Selain itu salah satu tujuan mengakselerasikan pelayanan prima serta untuk pengiriman dokumen hasil pelayanan online melalui aplikasi Simplaku.

Acara penandatanganan MoU  dilaksanakan di halaman Kantor Pos oleh Bupati Cianjur H. Herman Suherman dengan kepala PT. Pos Indonesia Cianjur Lina Herlina, yang didampingi kepala regional 5, Hj. Heli Siti Halimah, dan Kadisdukcapil Munajat. Selasa (04/08/20).

"Kini dokumen adminduk hasil pelayanan melalui aplikasi simplaku.cianjurkab.go.id seperti KK, KTP, Akta Kelahiran, Kartu Identitas Anak, Surat Pindah, Akta Perkawinan, Akta Kematian dan lainnya dikirim melalui PT. Pos Indonesia,"Jelas Herman Suherman.

Iya menambahkan dengan adanya kerjasama ini, otomatis masyarakat tidak perlu datang ke kantor Disduk, masyarakat hanya perlu menunggu dirumah karena dokumen yang telah diterbitkan oleh Dukcapil akan dikirimkan ke alamat masing-masing melalui PT. Pos Indonesia.

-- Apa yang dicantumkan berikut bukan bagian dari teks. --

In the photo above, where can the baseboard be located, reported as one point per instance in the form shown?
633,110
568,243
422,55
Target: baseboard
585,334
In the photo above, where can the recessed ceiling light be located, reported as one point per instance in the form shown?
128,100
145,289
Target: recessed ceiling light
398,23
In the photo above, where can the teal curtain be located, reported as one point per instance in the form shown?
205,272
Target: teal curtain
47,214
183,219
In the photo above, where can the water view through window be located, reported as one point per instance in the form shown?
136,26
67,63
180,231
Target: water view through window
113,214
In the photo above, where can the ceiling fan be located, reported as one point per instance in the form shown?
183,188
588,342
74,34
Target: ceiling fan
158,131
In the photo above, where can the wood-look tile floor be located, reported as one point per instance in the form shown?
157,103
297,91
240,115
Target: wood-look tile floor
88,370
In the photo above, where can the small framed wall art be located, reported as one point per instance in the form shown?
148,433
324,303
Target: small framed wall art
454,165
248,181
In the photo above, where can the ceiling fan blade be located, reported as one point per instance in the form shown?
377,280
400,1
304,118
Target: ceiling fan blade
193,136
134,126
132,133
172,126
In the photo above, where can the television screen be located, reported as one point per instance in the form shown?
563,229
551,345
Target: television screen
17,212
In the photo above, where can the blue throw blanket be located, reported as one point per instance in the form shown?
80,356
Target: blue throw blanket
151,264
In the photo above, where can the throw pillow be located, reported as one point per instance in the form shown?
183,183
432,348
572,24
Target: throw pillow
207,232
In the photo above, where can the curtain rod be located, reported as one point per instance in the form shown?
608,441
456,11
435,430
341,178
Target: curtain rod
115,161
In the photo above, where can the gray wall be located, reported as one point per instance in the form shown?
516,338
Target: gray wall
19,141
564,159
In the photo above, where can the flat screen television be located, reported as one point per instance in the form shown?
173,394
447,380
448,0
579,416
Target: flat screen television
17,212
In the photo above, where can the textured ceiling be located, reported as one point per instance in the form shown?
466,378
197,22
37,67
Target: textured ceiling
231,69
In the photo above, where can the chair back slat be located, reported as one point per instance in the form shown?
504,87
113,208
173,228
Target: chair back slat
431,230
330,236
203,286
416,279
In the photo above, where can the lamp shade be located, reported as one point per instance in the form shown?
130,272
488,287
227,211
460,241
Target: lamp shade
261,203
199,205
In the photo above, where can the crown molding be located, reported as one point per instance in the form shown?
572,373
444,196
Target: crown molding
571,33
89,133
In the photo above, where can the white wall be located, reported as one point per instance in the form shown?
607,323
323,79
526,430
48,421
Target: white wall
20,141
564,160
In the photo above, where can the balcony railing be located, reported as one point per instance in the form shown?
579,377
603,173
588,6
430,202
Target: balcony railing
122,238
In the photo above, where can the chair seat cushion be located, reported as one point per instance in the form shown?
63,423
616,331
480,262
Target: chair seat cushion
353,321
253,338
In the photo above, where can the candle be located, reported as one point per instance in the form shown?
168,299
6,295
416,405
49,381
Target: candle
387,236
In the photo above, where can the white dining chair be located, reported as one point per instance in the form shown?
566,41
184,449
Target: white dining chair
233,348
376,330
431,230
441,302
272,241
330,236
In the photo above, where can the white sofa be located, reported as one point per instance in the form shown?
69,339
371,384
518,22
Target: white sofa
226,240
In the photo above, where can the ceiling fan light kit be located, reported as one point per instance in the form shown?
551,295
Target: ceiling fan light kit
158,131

Apalagi disituasi pandemi, saya berharap masyarakat bisa sangat terbantu dengan adanya mekanisme seperti ini, sehingga jika akan melakukan pengurusan dokumen adminduk kami memberikan solusi dengan menggunakan jasa pos.

Untuk yang tidak memliki alat  disarankan untuk bisa menghubungi RWRT, perangkat Desa atau Kecamatan.

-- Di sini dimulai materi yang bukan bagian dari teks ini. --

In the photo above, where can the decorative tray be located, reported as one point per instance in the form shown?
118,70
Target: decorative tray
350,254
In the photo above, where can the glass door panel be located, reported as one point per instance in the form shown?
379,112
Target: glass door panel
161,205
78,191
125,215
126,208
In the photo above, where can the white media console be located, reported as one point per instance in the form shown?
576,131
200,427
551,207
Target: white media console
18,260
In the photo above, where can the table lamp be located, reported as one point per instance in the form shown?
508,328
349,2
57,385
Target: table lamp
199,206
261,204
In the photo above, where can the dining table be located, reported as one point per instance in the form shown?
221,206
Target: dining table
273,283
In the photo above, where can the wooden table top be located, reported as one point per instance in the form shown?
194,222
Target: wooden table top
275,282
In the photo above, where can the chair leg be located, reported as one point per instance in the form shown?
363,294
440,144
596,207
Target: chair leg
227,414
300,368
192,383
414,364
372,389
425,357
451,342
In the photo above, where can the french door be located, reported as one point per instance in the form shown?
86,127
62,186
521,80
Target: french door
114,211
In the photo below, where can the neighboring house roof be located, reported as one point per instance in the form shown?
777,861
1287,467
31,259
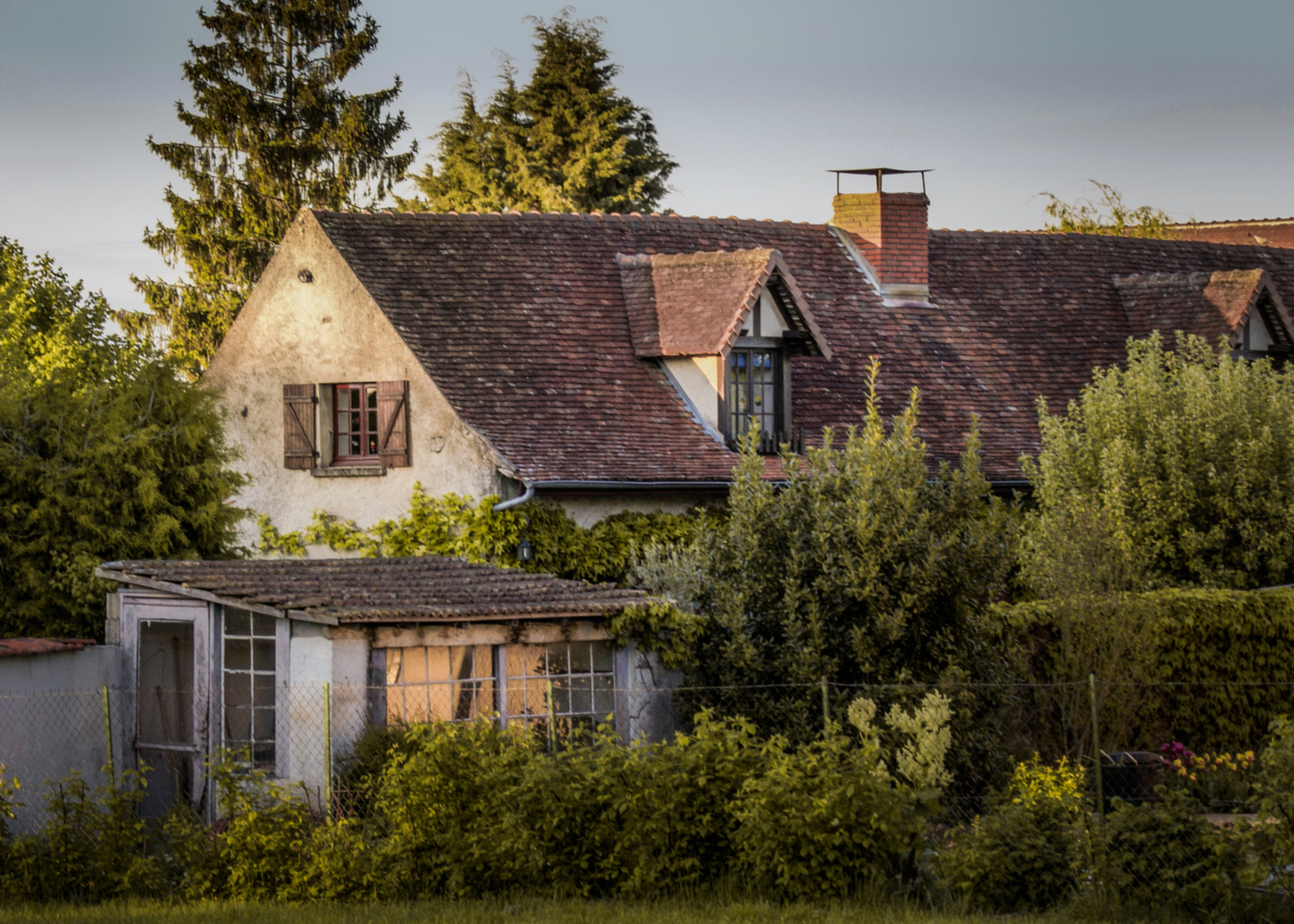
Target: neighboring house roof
1195,302
1264,232
424,589
525,325
25,648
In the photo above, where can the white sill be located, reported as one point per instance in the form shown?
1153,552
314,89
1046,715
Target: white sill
349,471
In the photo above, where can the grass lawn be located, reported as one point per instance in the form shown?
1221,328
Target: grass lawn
525,911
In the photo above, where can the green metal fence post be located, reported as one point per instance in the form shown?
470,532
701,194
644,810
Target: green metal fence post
108,739
1096,747
328,751
553,739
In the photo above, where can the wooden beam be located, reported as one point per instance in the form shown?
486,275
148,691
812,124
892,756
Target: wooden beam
197,593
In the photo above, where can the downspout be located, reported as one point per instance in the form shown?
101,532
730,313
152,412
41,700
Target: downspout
517,501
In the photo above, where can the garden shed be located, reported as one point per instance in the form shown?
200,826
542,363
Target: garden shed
288,660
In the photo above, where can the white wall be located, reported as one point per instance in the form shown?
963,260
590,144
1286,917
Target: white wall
52,720
321,333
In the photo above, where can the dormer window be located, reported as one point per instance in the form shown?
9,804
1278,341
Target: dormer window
753,386
723,326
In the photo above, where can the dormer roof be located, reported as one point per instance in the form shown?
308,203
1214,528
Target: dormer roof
1206,305
697,303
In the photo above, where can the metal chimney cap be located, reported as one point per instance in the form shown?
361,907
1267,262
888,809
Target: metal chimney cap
879,172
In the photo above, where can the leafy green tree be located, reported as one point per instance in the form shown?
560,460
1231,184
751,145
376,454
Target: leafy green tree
1184,461
567,141
862,568
273,131
1108,216
105,453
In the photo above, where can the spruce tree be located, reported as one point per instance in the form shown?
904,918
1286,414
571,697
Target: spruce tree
567,141
272,131
105,453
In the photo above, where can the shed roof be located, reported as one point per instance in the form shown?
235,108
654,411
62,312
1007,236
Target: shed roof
424,589
26,648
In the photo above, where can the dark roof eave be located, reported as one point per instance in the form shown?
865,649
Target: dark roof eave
631,485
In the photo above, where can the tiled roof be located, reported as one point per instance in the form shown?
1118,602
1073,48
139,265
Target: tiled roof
25,648
523,323
424,589
1264,232
692,305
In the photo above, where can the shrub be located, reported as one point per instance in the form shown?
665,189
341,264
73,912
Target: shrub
1025,853
1165,855
93,847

"Nanti Perangkat Desa akan memfasilitasi alat untuk membantu khusus masyarakat yang tidak memiliki alat/Handphone,"Tegas Herman.

Lebih jauhnya Bupati Cianjur H. Herman Suherman menjelaskan agar warga Cianjur  tidak perlu lagi datang ke Disdukcapil, cukup lewat handphone dan kantor pos antar hasilnya ke rumah langsung,.

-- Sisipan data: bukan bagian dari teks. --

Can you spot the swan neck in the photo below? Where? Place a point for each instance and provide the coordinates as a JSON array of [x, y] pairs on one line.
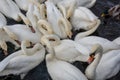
[[91, 69], [84, 34], [44, 27]]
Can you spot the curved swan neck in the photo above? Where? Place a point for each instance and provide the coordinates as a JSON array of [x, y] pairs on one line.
[[91, 69], [67, 26], [24, 45], [44, 27], [46, 42], [84, 34]]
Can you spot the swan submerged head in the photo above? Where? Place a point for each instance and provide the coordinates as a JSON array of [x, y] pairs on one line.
[[90, 71]]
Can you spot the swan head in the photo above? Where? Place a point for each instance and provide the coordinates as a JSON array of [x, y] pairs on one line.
[[24, 46], [37, 47], [112, 12], [49, 57], [44, 27]]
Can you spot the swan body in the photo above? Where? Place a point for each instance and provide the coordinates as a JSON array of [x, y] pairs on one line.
[[20, 63], [23, 4], [68, 50], [109, 65], [117, 40], [57, 68], [22, 32], [2, 20], [34, 37], [67, 7], [83, 18], [105, 43], [60, 25], [85, 3], [10, 10]]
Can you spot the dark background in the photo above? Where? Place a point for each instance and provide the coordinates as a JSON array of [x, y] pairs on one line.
[[109, 28]]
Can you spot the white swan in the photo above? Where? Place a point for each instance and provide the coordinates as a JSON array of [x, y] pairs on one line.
[[85, 3], [60, 25], [2, 20], [117, 41], [4, 37], [23, 4], [11, 10], [57, 68], [24, 33], [83, 18], [68, 50], [67, 7], [105, 67], [20, 63], [33, 14], [105, 43]]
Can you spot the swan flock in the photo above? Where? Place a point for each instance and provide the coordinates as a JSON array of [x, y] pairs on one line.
[[48, 27]]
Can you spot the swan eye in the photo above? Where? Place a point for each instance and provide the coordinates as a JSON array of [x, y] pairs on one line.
[[43, 26], [91, 59], [51, 39]]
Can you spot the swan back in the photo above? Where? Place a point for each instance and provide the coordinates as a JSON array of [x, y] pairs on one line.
[[109, 65], [106, 44], [56, 68], [10, 9]]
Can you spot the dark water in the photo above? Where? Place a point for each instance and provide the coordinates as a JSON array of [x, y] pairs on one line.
[[109, 28]]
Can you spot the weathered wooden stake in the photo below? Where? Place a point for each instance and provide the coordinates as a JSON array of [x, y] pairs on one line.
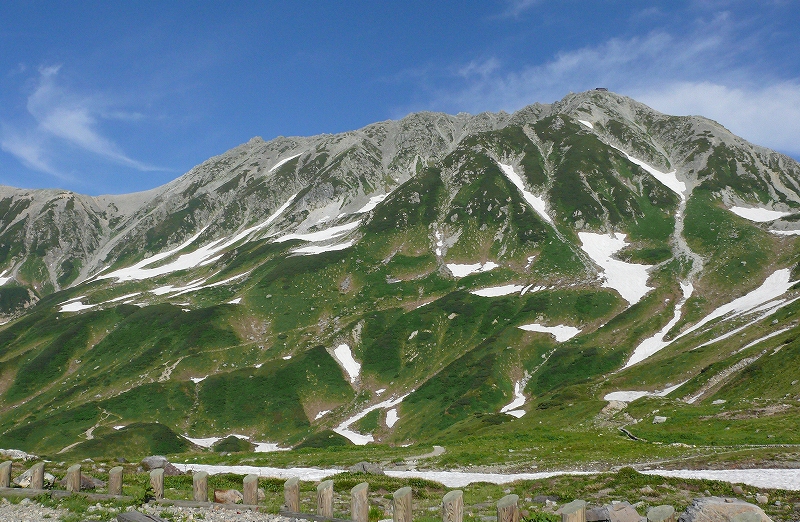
[[291, 494], [453, 506], [74, 478], [250, 490], [401, 505], [5, 474], [200, 486], [115, 481], [661, 514], [359, 503], [325, 499], [157, 482], [507, 509], [575, 511], [37, 476]]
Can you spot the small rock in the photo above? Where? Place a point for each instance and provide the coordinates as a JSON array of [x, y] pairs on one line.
[[227, 496], [366, 467]]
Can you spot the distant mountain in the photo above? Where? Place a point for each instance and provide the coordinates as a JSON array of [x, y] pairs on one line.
[[434, 276]]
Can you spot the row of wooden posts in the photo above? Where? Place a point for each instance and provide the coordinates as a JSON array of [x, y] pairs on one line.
[[452, 503]]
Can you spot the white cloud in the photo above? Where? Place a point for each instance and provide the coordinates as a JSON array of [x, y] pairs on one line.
[[63, 117], [706, 72]]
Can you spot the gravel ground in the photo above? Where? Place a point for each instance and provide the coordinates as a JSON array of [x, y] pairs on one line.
[[30, 511]]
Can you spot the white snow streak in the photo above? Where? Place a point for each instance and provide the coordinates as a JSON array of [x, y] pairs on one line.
[[537, 203], [560, 332], [657, 343], [344, 357], [758, 215], [357, 438], [497, 291], [773, 287], [281, 162], [465, 270], [629, 279], [668, 179], [373, 202], [630, 396]]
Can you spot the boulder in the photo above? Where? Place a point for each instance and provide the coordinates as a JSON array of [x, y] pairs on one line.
[[160, 462], [717, 509], [366, 467], [228, 496]]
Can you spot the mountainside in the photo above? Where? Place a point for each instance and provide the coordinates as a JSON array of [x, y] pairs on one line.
[[587, 263]]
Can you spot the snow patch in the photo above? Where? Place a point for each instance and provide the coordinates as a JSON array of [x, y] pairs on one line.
[[465, 270], [497, 291], [344, 357], [657, 343], [668, 179], [629, 279], [357, 438], [560, 332], [281, 162], [537, 203], [630, 396], [391, 418], [373, 202], [758, 215]]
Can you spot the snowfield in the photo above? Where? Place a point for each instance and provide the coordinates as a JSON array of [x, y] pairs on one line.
[[629, 279], [758, 215], [537, 203], [560, 332]]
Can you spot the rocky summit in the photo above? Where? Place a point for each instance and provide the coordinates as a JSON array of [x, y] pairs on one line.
[[541, 279]]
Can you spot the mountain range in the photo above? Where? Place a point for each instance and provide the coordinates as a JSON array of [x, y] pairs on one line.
[[590, 262]]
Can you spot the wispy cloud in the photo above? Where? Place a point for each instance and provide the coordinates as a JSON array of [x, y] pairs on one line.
[[705, 72], [62, 117]]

Sementara Kepala PT. Pos Cianjur Lina Marlina menjelaskan, pihaknya melaksanakan kerjasama bersama Pemkab. Cianjur sebagai bentuk dukungan program pelayanan pemkab. Cianjur.

"Sekitar 300 sampai 400  KTP sehari diantar langsung ke rumah secara door to door pada  pemilik identitas karena tidak boleh diwakilkan," Kata Lina. (Yn)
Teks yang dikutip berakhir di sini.